South Carolina school girl died of natural causes

Raniya Wright (WDRB)

WALTERBORO, S.C. (AP/NBC) — A South Carolina prosecutor said Friday that the investigation into the death of a fifth grader last month was due to rupturing blood vessels caused by a birth defect and not a fight with another student.

Solicitor Duffie Stone said at a press conference that 10-year-old Raniya Wright died of a congenital condition called an arteriovenous malformation, a tangle of abnormal blood vessels in the brain. The child had repeatedly complained of headaches in the days and weeks before her death.

Stone said that pathological and other scientific reports showed no evidence of trauma to the body that would have indicated the child died of injuries sustained in a fight on March 25. Raniya died two days later.

"In this case, the science is clear," Stone said.

No criminal charges will be filed in the case, he said.

The child's family has maintained that another fifth grade girl at Forest Hills Elementary School in Walterboro had hit or pushed the girl.

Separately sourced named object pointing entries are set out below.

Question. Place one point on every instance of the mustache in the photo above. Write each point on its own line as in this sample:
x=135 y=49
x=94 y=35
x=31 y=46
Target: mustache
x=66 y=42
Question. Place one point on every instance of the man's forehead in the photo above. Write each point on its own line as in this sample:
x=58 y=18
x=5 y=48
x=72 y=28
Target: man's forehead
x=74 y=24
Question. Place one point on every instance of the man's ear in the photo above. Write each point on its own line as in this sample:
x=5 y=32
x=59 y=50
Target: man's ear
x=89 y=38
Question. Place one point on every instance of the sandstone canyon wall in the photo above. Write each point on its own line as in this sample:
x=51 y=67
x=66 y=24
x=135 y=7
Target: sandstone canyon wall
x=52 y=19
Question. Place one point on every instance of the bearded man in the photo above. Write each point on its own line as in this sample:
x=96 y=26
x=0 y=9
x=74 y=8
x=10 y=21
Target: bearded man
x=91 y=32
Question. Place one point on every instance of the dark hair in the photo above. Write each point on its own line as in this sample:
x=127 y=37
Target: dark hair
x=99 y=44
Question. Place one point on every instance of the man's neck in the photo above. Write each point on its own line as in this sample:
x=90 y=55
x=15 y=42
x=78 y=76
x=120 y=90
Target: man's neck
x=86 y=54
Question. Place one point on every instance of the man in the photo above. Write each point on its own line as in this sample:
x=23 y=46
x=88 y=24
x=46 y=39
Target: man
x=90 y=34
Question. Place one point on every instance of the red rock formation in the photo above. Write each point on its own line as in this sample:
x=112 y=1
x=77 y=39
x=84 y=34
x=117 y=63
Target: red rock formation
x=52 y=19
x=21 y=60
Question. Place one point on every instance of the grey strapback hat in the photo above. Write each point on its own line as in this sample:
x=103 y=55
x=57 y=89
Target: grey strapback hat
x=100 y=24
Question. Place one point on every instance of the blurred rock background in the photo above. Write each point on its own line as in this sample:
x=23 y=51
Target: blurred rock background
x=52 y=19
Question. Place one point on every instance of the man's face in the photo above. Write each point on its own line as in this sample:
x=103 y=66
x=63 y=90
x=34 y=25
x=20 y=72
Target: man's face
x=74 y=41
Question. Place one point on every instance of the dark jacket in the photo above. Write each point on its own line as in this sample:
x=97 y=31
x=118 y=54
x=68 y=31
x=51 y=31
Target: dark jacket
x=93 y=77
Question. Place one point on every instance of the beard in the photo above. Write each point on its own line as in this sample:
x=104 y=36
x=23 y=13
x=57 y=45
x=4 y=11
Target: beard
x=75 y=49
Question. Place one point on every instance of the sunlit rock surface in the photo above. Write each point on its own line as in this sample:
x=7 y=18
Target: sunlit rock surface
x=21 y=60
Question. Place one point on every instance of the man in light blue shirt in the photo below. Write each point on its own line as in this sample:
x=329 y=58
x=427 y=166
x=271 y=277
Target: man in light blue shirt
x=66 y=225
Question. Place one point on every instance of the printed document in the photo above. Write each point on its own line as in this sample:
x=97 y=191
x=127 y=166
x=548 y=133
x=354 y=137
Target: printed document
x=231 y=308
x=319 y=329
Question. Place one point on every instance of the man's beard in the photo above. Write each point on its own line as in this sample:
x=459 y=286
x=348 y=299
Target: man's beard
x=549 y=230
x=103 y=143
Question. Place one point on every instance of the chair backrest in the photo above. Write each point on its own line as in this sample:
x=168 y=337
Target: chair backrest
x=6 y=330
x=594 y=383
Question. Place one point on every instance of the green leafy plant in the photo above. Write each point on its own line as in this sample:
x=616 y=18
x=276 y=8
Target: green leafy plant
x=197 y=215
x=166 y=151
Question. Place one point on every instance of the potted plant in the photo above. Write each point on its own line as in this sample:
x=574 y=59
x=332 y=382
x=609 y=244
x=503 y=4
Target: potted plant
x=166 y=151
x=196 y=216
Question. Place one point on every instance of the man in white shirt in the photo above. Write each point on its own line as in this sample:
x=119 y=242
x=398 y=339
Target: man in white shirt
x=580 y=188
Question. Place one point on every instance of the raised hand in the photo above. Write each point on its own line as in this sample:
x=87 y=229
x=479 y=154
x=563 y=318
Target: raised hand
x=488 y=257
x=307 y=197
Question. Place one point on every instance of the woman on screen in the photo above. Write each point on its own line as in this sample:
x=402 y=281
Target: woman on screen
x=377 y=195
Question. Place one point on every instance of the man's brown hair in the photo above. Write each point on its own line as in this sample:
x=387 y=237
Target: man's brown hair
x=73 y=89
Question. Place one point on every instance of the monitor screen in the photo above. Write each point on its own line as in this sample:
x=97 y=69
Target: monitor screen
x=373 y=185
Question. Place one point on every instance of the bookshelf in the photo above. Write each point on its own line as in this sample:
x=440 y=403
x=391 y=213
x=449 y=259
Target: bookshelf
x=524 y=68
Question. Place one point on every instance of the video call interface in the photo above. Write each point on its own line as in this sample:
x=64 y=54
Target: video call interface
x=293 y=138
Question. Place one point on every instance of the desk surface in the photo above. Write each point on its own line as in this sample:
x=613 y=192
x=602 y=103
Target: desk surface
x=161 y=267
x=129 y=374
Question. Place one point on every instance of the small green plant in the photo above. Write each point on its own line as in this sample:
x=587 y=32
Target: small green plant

Ashley Wright told reporters that she wasn't aware of any birth defects or conditions that led to the rupture until after Raniya was hospitalized.

"My daughter was in good spirits that morning. She didn't complain of a headache," Wright said.

An attorney for Wright said that a private investigator hired by the family interviewed one student who said Raniya was attacked from behind, punched several times in the head, and pushed into a file cabinet and a bookshelf.

"This is not where the story ends. This is merely the beginning," attorney Margie Pizarro said.